Effects of verapamil on the release of different neurotransmitters

Abstract

The effect of verapamil on resting and depolarization‐induced monoamine release was investigated in rat hippocampal synaptosomes prelabeled with [³H]‐5‐hydroxytryptamine (HT) or [³H]‐norepinephrine (NE) and rat striatal synaptosomes prelabeled with [³H]‐dopamine (DA). Verapamil (50 μM) completely abolishes high K⁺‐induced [³H]‐NE release, but paradoxically facilitates high K⁺‐induced [³H]‐5‐HT and [³H]‐DA release. All these high K⁺‐evoked responses were Ca²⁺ dependent. Verapamil does not modify [³H]‐NE baseline release, but increases dose dependently [³H]‐5‐HT and [³H]‐DA baseline release.
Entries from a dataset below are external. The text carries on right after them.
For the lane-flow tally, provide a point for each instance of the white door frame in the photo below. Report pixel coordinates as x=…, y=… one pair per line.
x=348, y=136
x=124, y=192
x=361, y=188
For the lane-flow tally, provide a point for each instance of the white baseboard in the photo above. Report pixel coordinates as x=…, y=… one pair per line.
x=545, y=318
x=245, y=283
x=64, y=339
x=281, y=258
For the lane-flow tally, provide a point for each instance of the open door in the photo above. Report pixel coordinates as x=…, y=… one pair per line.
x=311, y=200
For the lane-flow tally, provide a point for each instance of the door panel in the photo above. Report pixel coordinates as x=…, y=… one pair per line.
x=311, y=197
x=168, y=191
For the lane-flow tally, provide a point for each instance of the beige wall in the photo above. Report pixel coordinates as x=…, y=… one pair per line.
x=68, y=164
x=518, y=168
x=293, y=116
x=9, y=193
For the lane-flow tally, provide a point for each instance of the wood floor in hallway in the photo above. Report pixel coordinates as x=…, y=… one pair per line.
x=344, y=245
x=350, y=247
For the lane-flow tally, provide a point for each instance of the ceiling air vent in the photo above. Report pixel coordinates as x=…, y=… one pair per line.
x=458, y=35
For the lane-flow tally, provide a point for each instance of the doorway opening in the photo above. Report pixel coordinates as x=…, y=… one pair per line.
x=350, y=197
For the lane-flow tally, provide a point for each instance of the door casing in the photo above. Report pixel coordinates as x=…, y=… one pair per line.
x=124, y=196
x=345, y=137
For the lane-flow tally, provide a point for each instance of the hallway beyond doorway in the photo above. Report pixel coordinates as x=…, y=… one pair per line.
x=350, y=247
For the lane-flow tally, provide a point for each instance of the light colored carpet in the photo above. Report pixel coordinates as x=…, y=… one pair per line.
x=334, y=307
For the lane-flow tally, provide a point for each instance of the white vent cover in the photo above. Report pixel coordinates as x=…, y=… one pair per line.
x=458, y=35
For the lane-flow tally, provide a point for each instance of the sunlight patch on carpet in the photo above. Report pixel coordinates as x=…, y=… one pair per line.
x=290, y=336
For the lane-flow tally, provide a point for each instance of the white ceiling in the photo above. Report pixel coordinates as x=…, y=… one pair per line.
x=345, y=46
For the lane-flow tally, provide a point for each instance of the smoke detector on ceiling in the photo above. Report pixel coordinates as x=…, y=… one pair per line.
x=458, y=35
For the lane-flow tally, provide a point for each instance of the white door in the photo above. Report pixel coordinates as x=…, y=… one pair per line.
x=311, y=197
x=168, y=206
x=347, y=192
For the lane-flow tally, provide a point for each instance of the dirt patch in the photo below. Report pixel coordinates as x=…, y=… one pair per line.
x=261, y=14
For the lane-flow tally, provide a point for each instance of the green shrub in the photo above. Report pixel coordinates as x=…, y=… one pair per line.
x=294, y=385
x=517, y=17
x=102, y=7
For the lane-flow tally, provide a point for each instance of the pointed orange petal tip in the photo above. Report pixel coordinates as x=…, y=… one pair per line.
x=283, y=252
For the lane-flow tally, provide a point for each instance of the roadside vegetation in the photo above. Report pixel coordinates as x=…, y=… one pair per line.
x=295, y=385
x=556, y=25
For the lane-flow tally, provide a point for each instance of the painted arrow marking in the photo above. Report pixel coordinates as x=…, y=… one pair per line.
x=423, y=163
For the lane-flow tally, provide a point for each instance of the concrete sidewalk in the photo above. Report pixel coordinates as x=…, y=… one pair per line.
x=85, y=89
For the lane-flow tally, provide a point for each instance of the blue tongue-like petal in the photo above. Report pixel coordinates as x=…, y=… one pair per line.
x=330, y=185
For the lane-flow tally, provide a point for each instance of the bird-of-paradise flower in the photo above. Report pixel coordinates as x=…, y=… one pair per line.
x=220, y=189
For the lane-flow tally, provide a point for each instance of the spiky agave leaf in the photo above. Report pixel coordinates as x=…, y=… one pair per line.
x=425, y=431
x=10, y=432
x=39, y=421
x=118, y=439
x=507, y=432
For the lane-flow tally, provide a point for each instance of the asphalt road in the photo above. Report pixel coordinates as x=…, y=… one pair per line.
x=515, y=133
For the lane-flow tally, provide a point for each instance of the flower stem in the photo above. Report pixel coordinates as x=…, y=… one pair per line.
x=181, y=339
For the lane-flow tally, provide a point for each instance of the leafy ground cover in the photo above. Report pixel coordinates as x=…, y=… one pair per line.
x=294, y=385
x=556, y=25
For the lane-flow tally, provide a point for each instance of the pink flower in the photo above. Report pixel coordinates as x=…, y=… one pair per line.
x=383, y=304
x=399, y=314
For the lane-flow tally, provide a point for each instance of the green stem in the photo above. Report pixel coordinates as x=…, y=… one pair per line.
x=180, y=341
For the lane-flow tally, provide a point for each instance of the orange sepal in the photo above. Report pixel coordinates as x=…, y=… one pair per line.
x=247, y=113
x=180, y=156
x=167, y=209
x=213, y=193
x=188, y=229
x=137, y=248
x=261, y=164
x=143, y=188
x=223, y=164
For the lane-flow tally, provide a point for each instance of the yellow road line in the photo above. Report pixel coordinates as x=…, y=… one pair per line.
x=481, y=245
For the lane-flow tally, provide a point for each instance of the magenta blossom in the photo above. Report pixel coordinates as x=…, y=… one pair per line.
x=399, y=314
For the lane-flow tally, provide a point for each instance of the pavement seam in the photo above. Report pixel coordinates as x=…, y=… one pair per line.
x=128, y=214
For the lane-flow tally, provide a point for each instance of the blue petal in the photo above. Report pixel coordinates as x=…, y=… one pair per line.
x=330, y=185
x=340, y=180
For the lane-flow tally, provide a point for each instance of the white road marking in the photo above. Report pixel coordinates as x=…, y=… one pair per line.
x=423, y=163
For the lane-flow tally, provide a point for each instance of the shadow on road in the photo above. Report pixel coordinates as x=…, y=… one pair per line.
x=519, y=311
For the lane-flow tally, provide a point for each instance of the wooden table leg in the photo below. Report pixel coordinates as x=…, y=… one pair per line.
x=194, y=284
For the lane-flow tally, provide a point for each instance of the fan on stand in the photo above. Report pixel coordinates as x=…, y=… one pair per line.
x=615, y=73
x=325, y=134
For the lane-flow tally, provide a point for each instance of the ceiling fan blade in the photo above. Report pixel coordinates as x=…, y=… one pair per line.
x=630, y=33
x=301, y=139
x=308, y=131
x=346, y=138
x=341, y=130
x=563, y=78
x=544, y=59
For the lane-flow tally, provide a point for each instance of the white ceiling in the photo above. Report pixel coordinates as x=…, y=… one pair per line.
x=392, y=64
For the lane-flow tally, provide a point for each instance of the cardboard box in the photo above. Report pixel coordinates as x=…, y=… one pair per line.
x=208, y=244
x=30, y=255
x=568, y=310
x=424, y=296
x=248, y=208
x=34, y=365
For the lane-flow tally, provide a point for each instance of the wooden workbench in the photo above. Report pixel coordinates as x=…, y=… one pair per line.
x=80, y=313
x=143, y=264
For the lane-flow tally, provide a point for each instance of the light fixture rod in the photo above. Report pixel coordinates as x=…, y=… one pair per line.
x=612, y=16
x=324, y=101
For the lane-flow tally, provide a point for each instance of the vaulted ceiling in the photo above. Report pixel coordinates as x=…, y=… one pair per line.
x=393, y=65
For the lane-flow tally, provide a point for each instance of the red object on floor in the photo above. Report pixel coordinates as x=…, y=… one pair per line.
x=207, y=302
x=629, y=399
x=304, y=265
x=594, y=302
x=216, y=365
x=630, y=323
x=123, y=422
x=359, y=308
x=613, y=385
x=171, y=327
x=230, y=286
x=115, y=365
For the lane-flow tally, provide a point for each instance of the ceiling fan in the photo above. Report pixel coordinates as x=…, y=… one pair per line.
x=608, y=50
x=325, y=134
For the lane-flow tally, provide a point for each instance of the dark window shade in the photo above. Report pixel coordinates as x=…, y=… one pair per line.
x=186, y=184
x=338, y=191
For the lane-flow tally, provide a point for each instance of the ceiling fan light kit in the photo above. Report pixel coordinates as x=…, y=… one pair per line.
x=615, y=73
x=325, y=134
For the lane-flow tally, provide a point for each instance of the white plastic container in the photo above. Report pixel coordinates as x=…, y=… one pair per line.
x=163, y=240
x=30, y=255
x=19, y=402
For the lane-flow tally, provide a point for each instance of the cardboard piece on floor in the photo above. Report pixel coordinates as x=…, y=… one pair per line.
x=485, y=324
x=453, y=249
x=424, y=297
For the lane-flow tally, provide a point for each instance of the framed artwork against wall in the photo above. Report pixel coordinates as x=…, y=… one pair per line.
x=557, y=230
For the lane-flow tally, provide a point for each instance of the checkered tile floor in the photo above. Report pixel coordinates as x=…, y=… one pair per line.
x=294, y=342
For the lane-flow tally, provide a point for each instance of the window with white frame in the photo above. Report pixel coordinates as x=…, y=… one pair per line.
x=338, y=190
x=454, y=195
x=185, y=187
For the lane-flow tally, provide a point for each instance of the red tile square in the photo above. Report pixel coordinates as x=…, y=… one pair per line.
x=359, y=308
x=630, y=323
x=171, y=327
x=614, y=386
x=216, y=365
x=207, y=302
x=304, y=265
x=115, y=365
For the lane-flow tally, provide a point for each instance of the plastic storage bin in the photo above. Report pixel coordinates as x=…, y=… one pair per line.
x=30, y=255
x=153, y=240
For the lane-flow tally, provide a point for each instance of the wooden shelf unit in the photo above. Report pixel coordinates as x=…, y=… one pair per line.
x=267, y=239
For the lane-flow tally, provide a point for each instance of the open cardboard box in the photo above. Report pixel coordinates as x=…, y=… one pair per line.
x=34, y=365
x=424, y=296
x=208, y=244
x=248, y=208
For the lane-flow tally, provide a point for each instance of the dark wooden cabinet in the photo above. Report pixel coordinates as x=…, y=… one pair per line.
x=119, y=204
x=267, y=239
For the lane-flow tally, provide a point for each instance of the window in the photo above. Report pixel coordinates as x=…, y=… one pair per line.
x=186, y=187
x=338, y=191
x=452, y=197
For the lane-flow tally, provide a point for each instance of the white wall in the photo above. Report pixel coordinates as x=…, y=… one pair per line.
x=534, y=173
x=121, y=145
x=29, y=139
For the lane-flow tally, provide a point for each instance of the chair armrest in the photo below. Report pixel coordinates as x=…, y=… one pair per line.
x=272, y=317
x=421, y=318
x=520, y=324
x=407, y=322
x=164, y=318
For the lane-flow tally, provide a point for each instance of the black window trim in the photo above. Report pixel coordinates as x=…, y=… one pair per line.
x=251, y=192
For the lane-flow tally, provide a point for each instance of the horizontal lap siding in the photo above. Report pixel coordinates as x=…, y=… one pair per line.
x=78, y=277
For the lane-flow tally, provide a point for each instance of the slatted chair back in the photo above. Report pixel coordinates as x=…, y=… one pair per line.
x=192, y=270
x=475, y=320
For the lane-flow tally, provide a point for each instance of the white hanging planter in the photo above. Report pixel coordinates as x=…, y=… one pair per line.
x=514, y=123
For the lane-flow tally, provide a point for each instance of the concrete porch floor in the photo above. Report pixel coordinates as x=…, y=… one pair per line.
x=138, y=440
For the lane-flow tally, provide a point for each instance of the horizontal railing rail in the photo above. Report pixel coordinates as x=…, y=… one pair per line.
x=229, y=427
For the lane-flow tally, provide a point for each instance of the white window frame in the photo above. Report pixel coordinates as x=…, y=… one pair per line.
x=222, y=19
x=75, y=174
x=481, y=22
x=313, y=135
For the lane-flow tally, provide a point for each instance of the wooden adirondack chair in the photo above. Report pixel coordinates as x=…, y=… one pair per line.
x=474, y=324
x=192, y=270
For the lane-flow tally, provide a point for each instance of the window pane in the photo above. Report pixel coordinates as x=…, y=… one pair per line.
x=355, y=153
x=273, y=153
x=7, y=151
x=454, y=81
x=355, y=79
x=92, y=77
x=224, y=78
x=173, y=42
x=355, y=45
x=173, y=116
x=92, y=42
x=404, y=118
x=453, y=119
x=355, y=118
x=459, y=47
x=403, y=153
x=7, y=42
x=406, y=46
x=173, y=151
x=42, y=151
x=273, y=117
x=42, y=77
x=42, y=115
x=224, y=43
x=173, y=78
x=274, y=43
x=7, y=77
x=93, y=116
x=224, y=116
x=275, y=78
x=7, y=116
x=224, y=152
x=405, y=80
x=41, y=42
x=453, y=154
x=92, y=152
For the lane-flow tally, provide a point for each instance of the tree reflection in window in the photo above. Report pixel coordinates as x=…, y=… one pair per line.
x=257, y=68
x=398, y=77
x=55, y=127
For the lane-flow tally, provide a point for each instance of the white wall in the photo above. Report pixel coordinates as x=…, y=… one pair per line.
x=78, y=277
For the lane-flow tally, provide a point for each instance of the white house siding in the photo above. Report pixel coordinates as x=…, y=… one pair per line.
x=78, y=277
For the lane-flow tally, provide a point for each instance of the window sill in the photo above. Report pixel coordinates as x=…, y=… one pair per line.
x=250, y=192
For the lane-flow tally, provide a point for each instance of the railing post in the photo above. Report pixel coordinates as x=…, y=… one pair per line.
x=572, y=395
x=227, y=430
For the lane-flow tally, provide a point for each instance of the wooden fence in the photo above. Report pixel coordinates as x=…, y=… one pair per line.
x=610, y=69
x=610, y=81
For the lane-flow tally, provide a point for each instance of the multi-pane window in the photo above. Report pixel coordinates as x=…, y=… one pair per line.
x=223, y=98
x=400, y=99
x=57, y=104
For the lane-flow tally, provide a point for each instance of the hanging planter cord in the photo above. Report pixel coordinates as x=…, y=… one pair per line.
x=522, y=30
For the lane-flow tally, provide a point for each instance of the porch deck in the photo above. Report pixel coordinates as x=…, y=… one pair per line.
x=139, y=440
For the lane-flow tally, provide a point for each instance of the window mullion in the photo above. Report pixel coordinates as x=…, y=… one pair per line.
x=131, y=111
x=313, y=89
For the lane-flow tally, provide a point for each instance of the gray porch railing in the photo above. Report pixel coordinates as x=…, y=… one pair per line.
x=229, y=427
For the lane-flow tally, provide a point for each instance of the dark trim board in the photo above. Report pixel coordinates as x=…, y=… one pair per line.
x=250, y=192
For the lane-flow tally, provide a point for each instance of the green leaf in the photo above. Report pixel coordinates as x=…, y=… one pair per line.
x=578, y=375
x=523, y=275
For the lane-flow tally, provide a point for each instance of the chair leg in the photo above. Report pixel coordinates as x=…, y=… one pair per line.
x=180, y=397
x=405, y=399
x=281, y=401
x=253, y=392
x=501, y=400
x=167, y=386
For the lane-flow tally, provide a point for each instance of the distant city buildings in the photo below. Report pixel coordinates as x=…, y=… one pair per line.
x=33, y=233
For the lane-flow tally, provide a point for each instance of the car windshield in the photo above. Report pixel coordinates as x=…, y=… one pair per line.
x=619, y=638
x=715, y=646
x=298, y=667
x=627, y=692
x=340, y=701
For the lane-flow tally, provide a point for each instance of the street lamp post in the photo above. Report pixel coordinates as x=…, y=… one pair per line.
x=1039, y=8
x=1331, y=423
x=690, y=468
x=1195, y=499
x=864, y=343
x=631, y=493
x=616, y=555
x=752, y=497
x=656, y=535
Verapamil (10 μM, for 5 min) increases endogenous DA release (70%) and endogenous 5‐HT release (40%) independently on the presence of external Ca²⁺. The total amount of these monoamines (released plus retained by the preparation) and their metabolites (DOPAC and 5‐HIAA) was similar in control and verapamil‐treated synaptosomes. Verapamil displaces [³H]‐spiroperidol specific binding (K_i of 2.4 × 10⁻⁶M) and [³H]‐SCH‐23390 specific binding (K_i of 9 × 10⁻⁶M) from striatal synaptosomal membranes, and [³H]‐5‐HT specific binding (K_i of 3 × 10⁻⁵M) from hippocampal synaptosomal membranes. It is concluded that in addition to the Ca²⁺ antagonistic properties of verapamil on the Ca²⁺‐dependent, depolarization‐induced release of some neurotransmitters [gamma aminobutyric acid (GABA and NE)], another mechanism probably mediated by presynaptic receptors underlies the effects of verapamil on DA and 5‐HT release from discrete brain regions.